An embodiment of the invention relates to an assembly for mounting a radiation emitting device and a radiation emitting device having such an assembly. In particular, an embodiment of the invention is directed to a bearing assembly for the rotational mounting of a rotary anode of an X-ray emitting device and array emitting device equipped with such a bearing assembly. The assembly and the device can be used, for example, in a radiological apparatus and in particular, in the field of medical imaging.
A radiological apparatus generally comprises means for emitting radiation, such as a tube for emitting X-ray radiation, and means for directing the radiation, such as a collimator in order to form and define a beam of the X-ray radiation, means for receiving the beam and means for forming an image, such as a radiographic image receiver, and means for positioning supporting an assembly comprising of X-ray tube and the image receiver. The assembly is movable in space about one or more axes. An assembly and radiological apparatus is shown in EP-A-972 490.

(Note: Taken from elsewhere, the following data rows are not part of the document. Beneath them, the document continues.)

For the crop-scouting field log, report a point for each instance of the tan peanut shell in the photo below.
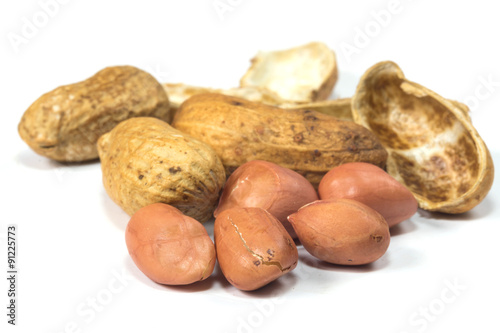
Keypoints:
(144, 161)
(308, 142)
(301, 74)
(66, 123)
(179, 92)
(338, 108)
(434, 150)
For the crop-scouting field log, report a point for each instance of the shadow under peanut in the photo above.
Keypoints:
(113, 212)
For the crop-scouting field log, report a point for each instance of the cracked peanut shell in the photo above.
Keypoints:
(434, 149)
(144, 161)
(65, 123)
(308, 142)
(301, 74)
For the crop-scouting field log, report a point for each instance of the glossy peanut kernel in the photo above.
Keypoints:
(371, 185)
(341, 231)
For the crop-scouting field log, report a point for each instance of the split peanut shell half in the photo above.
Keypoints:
(434, 149)
(302, 74)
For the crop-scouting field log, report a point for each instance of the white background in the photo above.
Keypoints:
(75, 274)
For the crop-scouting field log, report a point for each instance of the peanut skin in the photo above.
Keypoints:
(253, 247)
(372, 186)
(168, 246)
(276, 189)
(341, 231)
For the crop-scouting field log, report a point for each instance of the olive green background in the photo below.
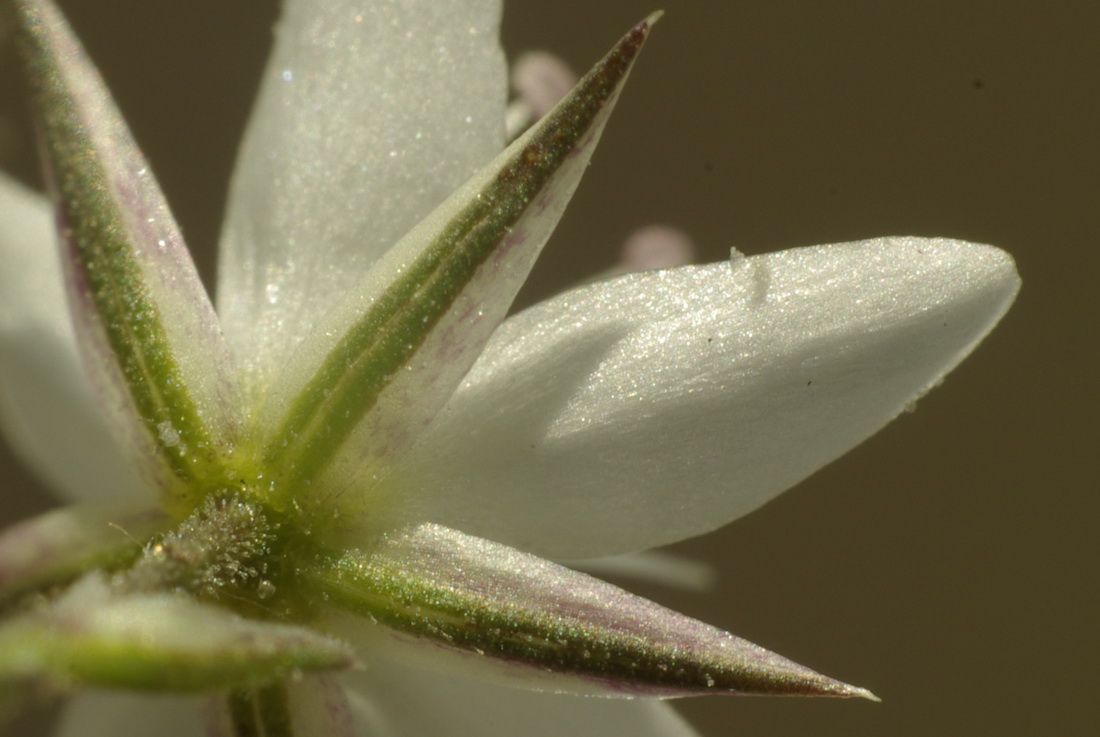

An X-ray tube, mounted in a medical radiography apparatus, generally comprises a cathode and an anode, both enclosed in an evacuated sealed envelope, in order to provide electrical insulation between the two electrodes. When a high voltage supply is applied by a generator to the terminals of the cathode and of the anode, a so-called “anode” current is established in the circuit through the generator that produces the high supply voltage. The anode current passes through the space between the cathode and the anode in the form of an electron beam that is received by the anode over a small area forming a focus from which the X-rays are emitted. When the electron beam reaches the anode, the X-rays are emitted by the anode. Only a small percentage of the energy supplied by the electrons is converted into X-rays, the rest of the energy being converted into heat. In order to prevent too great an increase in the temperature of the focus, the focus is formed over an axisymmetric surface of the anode, and the anode is rotated about an axis of rotation. The portion of the axisymmetric surface of the anode forming the focus, located opposite the immovable cathode, continuously moves over the axisymmetric surface of the anode, allowing the heat to be distributed over the whole axisymmetric surface of the anode.
In order to obtain a radiographic image having high resolution, it is desirable to provide a small X-ray source. In other words, the focus must be small. The cathode is designed to obtain an electron beam converging on a small area of the anode forming the focus.
However, when using the X-ray tube, the focus moves with respect to an initial position. This movement is partly due to the high-speed rotation of the anode that is accompanied by vibration, leading to radial movement of the anode and altering the distance between the cathode and the anode. Moreover, the increase in temperature of the X-ray tube due to the dissipation of heat causes the various constituent elements of the X-ray tube to expand. This expansion may cause a clearance to appear between structural elements of the X-ray tube, which is accompanied by additional vibration of the anode.
The defect in position of the focus causes broadening of the apparent X-ray source, or loss of spatial resolution of the focus, thus decreasing the resolution of a radiographic image that can be obtained. Loss of spatial resolution limits the resolution of a picture obtained from the X-ray source.